I'm not sure that libcroco should have to deal with encodings *at all*. Libcroco should assume that its input comes in some well-defined encoding (most likely, UTF-8), and put the burden of determining the file's encoding to a higher level, which might have some knowledge of the document's encoding. For instance, it is possible that the css snippet is inside of a UTF-8 encoded XML document, or that a HTTP header says that it is iso-8859-1. The responsibility should be on the invoking application to convert the CSS into libcroco's expected encoding.
And what do you do of the @charset command inside the stylesheet ? Are you asking the UA to parse a little bit of CSS to handle this ?

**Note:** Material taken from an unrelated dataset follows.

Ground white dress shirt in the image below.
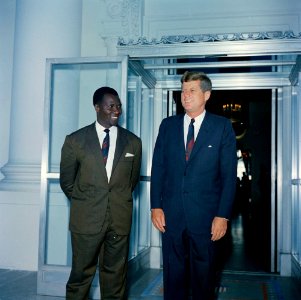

That's a good point. However, (if we were to follow my suggestion), we might be able to get away with pushing the responsibility to the user agent: http://www.w3.org/International/questions/qa-css-charset "Only one @charset rule may appear in an external style sheet and it must appear at the very start of the document. It must not be preceded by any characters, not even comments [other than byte-order markers]." If I understand the specification correctly, the CSS 2.1 spec seems to delegate almost *all* of the responsibility of determining the character encoding of a CSS snippet to the user-agent. Of their list of 5 priorities, libcroco simply cannot know about #1, #3, or #4. #5 is a fall-back if nothing else is known. So that just leaves #2 as nebulous. Furthermore, "User agents must ignore style sheets in unknown encodings." http://www.w3.org/TR/CSS21/syndata.html#q23
libcroco is not under development anymore. Its codebase has been archived. Closing this report as WONTFIX as part of Bugzilla Housekeeping to reflect reality. Please feel free to reopen this ticket (or rather transfer the project to GNOME Gitlab, as GNOME Bugzilla is being shut down) if anyone takes the responsibility for active development again.